As for the original Miz Martin, we broke up after two years. I am sad to say I broke her heart – but that’s a whole other story. She got an M.F.A. in playwriting from a major playwriting program, moved back to Louisville and eventually wound up living in northern Florida. To my knowledge, she never wrote the coal miner play, or anything else. Every once in a while, I hear from her and she tells me she’s writing again. I doubt it, but we’ll see.

Jon Jory left Actors Theatre of Louisville in 2000. Michael Bigelow Dixon left the same year to become Literary Manager of the Guthrie Theatre which, predictably, began doing Miz Martin’s plays.

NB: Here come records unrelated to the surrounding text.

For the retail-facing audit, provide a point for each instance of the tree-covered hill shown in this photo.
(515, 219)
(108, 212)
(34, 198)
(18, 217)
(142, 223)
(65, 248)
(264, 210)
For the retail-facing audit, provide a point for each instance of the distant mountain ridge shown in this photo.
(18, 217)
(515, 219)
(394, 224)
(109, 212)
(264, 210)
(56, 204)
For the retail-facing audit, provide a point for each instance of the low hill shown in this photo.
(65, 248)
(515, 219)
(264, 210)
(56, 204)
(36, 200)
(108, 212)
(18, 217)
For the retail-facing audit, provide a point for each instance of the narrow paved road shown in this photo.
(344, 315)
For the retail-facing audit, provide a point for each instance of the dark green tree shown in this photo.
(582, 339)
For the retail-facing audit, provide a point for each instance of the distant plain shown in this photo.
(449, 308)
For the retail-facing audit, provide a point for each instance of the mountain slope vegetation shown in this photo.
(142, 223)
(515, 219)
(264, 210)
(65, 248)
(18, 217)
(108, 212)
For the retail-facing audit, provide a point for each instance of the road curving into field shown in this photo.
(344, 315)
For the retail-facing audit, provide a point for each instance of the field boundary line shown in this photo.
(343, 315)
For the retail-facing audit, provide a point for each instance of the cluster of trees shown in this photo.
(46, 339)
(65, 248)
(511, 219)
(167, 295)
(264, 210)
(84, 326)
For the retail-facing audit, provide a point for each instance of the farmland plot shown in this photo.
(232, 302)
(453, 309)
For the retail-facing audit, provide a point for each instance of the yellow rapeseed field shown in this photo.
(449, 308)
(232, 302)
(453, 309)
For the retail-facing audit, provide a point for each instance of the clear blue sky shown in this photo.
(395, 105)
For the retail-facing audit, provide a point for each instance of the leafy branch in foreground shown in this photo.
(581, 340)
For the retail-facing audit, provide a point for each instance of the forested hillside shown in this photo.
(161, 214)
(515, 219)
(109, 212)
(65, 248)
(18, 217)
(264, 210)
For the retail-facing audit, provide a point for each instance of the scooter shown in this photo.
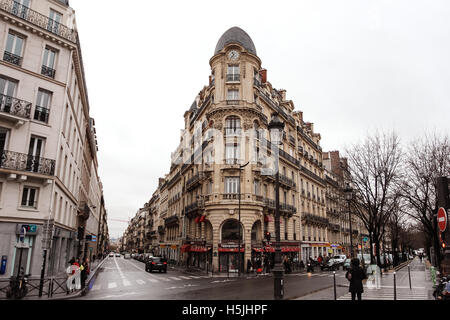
(442, 291)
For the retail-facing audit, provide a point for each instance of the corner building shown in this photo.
(226, 127)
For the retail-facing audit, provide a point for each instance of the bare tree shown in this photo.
(427, 158)
(375, 170)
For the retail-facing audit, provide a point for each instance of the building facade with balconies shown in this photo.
(45, 130)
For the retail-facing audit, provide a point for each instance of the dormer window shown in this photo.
(233, 72)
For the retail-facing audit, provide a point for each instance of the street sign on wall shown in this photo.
(442, 219)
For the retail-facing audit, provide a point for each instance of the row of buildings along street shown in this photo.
(221, 176)
(51, 194)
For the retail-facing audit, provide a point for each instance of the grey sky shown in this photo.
(350, 66)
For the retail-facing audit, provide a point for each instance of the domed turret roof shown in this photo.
(235, 35)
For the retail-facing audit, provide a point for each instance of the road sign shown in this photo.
(442, 219)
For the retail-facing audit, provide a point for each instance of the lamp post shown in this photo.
(276, 128)
(349, 196)
(239, 225)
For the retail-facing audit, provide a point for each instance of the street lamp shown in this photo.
(349, 196)
(239, 225)
(276, 128)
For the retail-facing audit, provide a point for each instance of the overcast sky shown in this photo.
(350, 66)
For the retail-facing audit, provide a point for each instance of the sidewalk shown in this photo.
(421, 286)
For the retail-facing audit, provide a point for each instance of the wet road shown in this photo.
(126, 279)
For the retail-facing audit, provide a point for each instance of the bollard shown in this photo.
(395, 287)
(334, 282)
(409, 274)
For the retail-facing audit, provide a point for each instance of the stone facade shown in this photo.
(49, 164)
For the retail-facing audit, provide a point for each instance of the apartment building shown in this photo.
(48, 169)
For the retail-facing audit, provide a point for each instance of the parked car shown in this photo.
(156, 263)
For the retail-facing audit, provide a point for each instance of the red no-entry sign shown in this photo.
(442, 219)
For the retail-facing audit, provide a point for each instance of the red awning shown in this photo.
(185, 247)
(199, 249)
(230, 250)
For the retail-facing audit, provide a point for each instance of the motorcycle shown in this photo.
(17, 287)
(330, 265)
(442, 291)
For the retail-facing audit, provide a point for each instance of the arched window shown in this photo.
(233, 126)
(230, 230)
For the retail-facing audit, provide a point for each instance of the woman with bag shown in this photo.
(356, 275)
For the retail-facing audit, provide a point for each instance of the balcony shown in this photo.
(23, 162)
(41, 114)
(193, 208)
(12, 107)
(47, 71)
(194, 181)
(12, 58)
(232, 102)
(38, 19)
(233, 77)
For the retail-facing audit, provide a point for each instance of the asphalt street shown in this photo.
(126, 279)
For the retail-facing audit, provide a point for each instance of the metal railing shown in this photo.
(41, 114)
(25, 162)
(233, 77)
(47, 71)
(12, 58)
(15, 107)
(38, 19)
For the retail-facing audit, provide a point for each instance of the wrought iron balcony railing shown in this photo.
(232, 102)
(38, 19)
(15, 106)
(233, 77)
(12, 58)
(47, 71)
(24, 162)
(41, 114)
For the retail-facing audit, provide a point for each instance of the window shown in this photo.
(14, 47)
(257, 187)
(54, 21)
(48, 64)
(232, 153)
(233, 72)
(29, 197)
(7, 92)
(232, 94)
(231, 184)
(42, 106)
(233, 126)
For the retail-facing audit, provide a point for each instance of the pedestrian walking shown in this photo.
(84, 272)
(355, 275)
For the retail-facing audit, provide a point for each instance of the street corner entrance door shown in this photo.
(442, 219)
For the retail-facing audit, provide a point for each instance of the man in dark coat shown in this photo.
(356, 275)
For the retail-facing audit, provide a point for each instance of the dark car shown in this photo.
(156, 263)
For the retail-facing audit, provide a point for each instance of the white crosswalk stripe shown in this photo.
(126, 283)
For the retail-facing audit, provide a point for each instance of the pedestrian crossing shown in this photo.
(388, 294)
(140, 282)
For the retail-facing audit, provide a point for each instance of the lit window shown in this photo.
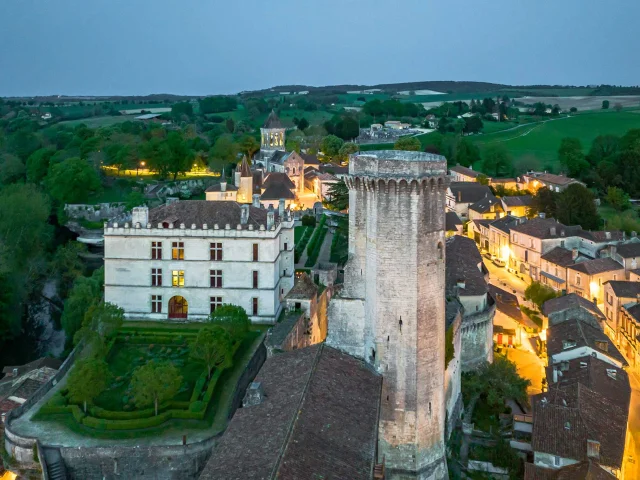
(156, 303)
(215, 252)
(156, 250)
(214, 302)
(156, 277)
(177, 250)
(215, 278)
(177, 278)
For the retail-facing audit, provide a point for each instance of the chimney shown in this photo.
(254, 396)
(140, 215)
(244, 214)
(270, 217)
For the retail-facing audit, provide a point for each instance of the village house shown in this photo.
(588, 277)
(534, 181)
(516, 206)
(617, 294)
(184, 259)
(461, 195)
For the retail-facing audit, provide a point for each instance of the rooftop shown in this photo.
(319, 419)
(596, 266)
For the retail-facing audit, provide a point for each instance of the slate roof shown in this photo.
(517, 200)
(276, 191)
(624, 289)
(581, 334)
(542, 228)
(596, 266)
(278, 177)
(559, 256)
(468, 172)
(484, 205)
(273, 121)
(303, 288)
(201, 212)
(463, 262)
(452, 221)
(469, 192)
(319, 419)
(629, 250)
(570, 301)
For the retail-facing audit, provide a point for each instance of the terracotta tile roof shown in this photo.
(469, 192)
(484, 205)
(319, 419)
(468, 172)
(517, 200)
(303, 288)
(596, 266)
(201, 212)
(559, 256)
(273, 121)
(463, 263)
(574, 334)
(545, 228)
(570, 301)
(624, 289)
(630, 250)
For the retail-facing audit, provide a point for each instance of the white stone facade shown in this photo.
(258, 284)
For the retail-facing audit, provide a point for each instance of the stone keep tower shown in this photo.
(391, 311)
(272, 136)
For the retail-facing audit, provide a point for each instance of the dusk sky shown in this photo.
(198, 47)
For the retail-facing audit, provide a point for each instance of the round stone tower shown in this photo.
(391, 311)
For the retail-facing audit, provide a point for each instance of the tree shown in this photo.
(576, 206)
(337, 198)
(496, 161)
(571, 157)
(154, 383)
(331, 145)
(213, 347)
(232, 318)
(88, 379)
(12, 169)
(411, 144)
(72, 181)
(617, 198)
(539, 293)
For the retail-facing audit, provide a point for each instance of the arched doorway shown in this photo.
(178, 307)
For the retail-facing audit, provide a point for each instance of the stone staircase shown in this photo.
(55, 464)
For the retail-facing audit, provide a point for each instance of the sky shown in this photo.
(201, 47)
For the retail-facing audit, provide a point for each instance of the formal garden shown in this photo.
(132, 377)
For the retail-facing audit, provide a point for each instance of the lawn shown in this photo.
(542, 140)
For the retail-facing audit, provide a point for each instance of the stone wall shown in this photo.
(477, 338)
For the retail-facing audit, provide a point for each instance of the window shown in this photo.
(177, 250)
(156, 250)
(215, 278)
(156, 277)
(177, 278)
(156, 303)
(214, 302)
(215, 252)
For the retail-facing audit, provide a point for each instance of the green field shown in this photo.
(542, 140)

After Michael left the Guthrie, I think Jory just took over writing the Jane Martin plays by himself, perpetuating the myth that Miz Martin was exactly who he said originally that she was.

Why aren’t the Jane Martin plays better known? Because Jory and ATL’s Managing Director Sandy Speer (the “Jane Martin Cabal” – Speer is listed in the copyright notice in all the plays as “Trustee”) refused to allow them to be done in New York, petulant that the New York critics had begun slamming plays which had premiered at the Humana Festival. Pisses me off.

Two or three years ago, I asked Jon if Miz Martin had any new plays in the works. “No,” he said. “She has retired and is living in a yurt in Siberia.”